しばらくして、彼が動きだすと、止まっていた時間がゆっくり動き出したが、重い雰囲気はさらに厳しくなった。彼は休憩室にゆっくり戻り、何事もなかったかのように本を読み始めた。が、もう僕には彼が冷静だとはとても思えなかった。
危険だ。一人でこの空間にいることだけはなんとかして避けたかった。トイレにでも駆け込みたいが、とてもじゃないが席をたてる雰囲気ではなかった。
その時、ふと朝のトイレでの出来事が目に浮かんだ。もしかすると、あれは山本さんだったのではないだろうか。トイレの奥で目を血走らせながら壁を蹴っている山本さんの姿が目に浮かんだ。きっと間違いない。

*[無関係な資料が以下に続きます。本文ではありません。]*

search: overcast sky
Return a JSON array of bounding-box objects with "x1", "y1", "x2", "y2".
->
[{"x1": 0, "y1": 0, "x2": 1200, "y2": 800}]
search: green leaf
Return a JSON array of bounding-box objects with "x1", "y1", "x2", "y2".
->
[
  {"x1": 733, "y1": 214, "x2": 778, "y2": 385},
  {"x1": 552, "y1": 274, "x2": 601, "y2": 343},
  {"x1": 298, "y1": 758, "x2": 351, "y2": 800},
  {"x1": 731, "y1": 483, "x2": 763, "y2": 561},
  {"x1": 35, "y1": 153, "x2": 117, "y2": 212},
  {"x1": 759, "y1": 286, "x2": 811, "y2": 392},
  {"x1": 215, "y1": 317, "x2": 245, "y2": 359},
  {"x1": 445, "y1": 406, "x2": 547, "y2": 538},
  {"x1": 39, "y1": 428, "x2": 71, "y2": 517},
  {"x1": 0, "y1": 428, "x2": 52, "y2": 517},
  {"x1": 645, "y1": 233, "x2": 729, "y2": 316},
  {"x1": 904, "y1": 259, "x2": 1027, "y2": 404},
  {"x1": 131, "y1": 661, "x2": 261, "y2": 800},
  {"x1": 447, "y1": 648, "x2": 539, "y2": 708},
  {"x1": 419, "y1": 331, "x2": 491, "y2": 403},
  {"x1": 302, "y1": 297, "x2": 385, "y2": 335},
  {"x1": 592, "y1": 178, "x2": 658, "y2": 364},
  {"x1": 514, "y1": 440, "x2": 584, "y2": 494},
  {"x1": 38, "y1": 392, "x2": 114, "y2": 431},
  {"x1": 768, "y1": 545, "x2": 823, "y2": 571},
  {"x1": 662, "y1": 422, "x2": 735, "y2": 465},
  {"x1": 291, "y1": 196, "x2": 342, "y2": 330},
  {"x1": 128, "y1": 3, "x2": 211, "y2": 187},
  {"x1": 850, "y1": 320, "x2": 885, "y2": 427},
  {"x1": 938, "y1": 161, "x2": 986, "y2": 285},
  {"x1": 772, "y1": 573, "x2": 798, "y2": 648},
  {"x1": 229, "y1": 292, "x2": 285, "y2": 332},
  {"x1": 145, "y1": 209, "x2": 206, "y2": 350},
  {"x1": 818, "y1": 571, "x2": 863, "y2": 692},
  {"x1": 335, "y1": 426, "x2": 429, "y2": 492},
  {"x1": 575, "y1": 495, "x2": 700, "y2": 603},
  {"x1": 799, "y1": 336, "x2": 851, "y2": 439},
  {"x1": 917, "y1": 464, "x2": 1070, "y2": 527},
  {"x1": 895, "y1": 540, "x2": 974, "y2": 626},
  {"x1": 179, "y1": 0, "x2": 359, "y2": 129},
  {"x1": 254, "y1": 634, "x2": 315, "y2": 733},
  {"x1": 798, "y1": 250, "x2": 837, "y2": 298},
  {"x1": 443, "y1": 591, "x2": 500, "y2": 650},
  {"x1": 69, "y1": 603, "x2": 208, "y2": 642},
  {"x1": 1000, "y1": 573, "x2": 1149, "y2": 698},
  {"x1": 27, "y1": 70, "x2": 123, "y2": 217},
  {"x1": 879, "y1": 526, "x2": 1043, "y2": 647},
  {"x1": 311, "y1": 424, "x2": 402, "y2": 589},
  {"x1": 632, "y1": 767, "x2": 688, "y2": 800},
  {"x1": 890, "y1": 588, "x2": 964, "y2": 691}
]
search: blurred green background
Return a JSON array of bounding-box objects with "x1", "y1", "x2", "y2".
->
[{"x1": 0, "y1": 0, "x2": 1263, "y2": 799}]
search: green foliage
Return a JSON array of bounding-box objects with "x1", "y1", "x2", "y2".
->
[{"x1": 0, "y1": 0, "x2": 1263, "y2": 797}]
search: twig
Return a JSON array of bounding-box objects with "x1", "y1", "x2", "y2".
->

時計を見たが、まだ10時だった。誰でもいい、はやく来てくれ。痛切に願った。しかし、僕はとうとう聞きたくない声を聞くことになった。
「おい、ちょっと」
きた。一瞬目の前が真っ白になったが、なぜか動揺しているのを悟られてはマズイと思い、冷静に、はい、と返事をして山本さんのもとへ向かった。